Lipopolysaccharide (LPS), a bacterial endotoxin which is responsible for multiple pathophysiological changes associated with Gram-negative infections, is widely used as a proinflammatory stimulus in a variety of experimental settings (Mukaida et al., 1996). Both in vivo Buttini et al., 1997, Arimoto and Bing, 2003 and in vitro Chung and Benveniste, 1990, Galea et al., 1992, Gayle et al., 2002 studies have demonstrated that LPS challenge induces upregulation in the expression of several inflammatory mediators in glial cells, including nitric oxide synthase (NOS) and tumor necrosis factor-α (TNF-α) which may be involved in the propagation of a variety of neurodegenerative processes Dawson and Dawson, 1998, Venters et al., 2000.

Dopamine (DA), a prominent neurotransmitter in the brain, is known to have an immunomodulatory role outside the CNS, where several peripheral cell types of the immune system, including lymphocytes and macrophages, express DA receptors Santambrogio et al., 1993, Ricci et al., 1994. DA suppresses the production of TNF-α and augments the release of IL-6 in adrenal zona glomerulosa cells (Ritchie et al., 1996) while in mice, DA receptor agonists and antagonists modulate LPS-induced TNF-α levels in plasma and in peritoneal macrophages (Hasko et al., 1996). More recently, it has been reported that DA attenuates LPS-evoked IL-12 p40 production in macrophages (Hasko et al., 2002) as well as nitric oxide synthase (NOS) expression and NO release in C6 glioma cells (Mazzio et al., 2002). While this suggests that DA may exert an immunomodulatory function, to date, there is no information available regarding the modulatory effect of DA on inflammatory responses of astroglial cells.

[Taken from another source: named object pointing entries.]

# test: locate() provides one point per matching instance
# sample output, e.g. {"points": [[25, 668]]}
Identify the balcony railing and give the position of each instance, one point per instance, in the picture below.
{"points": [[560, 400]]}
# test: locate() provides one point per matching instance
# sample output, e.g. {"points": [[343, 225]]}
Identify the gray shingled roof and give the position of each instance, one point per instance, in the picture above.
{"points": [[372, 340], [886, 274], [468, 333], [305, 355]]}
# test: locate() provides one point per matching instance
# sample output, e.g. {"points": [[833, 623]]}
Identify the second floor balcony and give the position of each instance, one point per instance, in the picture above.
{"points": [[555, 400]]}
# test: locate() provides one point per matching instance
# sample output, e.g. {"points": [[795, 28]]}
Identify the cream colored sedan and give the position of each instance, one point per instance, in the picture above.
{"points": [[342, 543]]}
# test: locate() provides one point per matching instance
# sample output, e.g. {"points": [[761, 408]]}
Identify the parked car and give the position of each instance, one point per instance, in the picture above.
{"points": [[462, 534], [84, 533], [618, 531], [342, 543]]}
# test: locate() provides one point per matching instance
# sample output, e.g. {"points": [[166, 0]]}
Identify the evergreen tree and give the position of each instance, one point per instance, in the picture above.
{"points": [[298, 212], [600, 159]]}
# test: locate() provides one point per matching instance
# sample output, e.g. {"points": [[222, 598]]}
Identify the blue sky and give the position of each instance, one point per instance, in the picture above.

We here show that, in rat primary cultures enriched in astrocytes, DA inhibits the release of both TNF-α and NO, an effect not affected by selective antagonists of DA receptors nor mimicked by selective DA receptor agonists, but, rather, fully reversed by selective antagonists of β-adrenergic receptors. These data implicate the existence of a functional cross talk between DA and adrenergic receptors in astroglial cells which can modulate inflammatory responses in brain parenchyma.